Le FMI a également promis un nouveau prêt dans le cadre classique de ses interventions
C’est la vingt-deuxième du fonds en faveur de cet État en situation de stress financier quasi permanent depuis 60 ans. Avant même ce déluge, le Pakistan était au bord du défaut de paiement, déjà en négociation avec le fonds pour éviter la banqueroute. Dans ce pays né de la scission avec l’Inde, les dépenses militaires ont été privilégiées au détriment du développement. Le pays importe aujourd’hui bien plus qu’il n’exporte et sa croissance est bien trop faible pour fournir des recettes fiscales conséquentes.
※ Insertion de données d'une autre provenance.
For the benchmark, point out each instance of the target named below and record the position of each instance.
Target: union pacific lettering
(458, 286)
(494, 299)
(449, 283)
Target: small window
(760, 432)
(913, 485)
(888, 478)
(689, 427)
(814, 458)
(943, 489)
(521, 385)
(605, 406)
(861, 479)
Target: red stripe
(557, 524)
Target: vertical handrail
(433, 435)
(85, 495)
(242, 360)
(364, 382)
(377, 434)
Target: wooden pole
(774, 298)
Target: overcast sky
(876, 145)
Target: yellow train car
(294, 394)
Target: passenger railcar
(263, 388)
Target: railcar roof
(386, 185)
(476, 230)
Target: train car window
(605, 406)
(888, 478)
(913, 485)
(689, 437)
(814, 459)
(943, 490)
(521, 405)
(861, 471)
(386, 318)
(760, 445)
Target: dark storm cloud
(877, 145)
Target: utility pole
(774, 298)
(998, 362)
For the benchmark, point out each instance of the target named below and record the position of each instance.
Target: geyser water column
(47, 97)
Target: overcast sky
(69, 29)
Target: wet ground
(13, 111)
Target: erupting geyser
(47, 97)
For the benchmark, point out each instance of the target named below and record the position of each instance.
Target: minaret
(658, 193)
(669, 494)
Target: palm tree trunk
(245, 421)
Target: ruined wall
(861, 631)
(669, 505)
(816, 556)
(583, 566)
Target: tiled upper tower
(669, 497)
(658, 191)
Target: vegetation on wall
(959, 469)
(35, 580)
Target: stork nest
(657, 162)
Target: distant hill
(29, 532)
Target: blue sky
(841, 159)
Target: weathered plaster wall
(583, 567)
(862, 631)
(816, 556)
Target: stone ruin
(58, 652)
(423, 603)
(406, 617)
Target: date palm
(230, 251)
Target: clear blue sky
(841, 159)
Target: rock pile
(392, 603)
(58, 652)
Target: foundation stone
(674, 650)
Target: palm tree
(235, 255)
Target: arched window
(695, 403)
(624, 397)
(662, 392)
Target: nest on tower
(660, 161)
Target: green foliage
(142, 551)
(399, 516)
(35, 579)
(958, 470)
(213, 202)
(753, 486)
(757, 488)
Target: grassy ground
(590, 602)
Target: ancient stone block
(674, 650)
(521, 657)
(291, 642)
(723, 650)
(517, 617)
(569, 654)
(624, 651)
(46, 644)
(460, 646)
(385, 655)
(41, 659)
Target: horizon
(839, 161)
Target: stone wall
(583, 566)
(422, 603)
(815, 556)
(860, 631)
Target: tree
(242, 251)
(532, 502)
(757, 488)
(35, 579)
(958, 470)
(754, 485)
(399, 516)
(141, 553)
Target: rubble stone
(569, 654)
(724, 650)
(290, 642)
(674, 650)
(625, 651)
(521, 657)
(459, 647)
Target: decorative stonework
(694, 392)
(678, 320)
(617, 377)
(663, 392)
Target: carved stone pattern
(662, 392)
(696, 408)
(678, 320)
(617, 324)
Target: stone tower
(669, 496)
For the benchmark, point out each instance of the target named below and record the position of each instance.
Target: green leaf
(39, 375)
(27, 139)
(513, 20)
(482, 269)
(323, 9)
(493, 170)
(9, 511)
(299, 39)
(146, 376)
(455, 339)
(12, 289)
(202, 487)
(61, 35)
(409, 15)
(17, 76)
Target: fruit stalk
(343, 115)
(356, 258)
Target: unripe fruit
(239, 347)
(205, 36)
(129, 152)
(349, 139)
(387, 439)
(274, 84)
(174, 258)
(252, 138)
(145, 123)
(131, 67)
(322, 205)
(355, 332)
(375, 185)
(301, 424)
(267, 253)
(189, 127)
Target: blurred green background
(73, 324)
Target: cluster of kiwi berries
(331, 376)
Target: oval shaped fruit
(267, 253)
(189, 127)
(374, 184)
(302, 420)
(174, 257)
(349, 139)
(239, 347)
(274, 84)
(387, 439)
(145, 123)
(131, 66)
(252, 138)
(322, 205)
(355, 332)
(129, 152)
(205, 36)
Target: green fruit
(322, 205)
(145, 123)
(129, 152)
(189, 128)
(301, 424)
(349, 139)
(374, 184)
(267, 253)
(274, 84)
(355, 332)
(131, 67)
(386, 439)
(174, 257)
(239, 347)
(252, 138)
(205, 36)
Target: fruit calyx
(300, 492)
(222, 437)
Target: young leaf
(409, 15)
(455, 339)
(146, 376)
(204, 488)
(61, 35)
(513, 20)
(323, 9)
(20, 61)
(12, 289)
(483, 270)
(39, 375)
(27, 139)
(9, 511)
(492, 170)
Les gouvernements qui se sont succédé sont comptables de ces échecs économiques, de la mauvaise gouvernance et de la corruption qui gangrène l’activité, et donc du niveau de pauvreté qui explique aussi en partie l’ampleur des dégâts. En revanche, ils ne sont pas responsables du déchainement de la météo et Islamabad utilisera toutes les instances pour faire avancer sa cause.
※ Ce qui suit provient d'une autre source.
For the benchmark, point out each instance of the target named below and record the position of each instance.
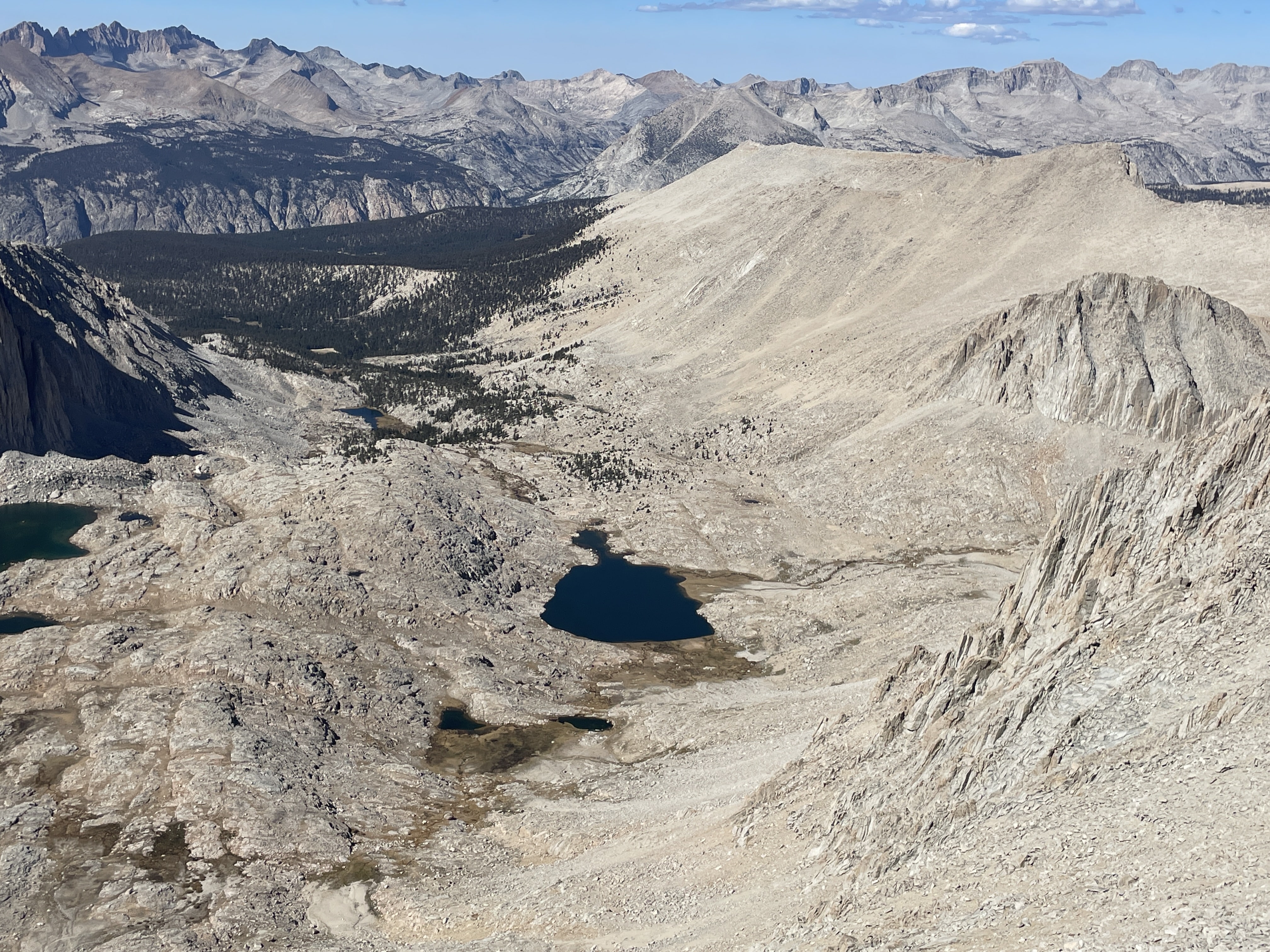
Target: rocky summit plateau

La question sera abordée à la Cop 27 prévue en Égypte en novembre
Le Pakistan préside actuellement le groupe des 77, un groupe de pays en développement plus la Chine qui cherche à promouvoir ses intérêts au niveau global. Le Premier ministre Shehbaz Sharif veut utiliser cette tribune pour diffuser son message à Charm el-Cheikh. Une cause perdue d’avance selon les habitués des conférences climat. À Glasgow, le sujet a déjà été âprement discuté et retoqué, sous la pression des États-Unis, suivi par les autres gros émetteurs de carbone. Ils sont aujourd’hui confrontés à une double crise : celles du climat et de l’énergie. Ils cherchent à diminuer leurs émissions et à changer leur mixte énergétique. En revanche, ils restent très discrets sur les compensations et sur le financement de l’adaptation pour les pays victimes du changement climatique. C’est littéralement la politique de la chaise vide. Le 5 septembre, aucun chef d’État européen ne s’est déplacé à Rotterdam pour participer au sommet pour l’adaptation au climat en Afrique.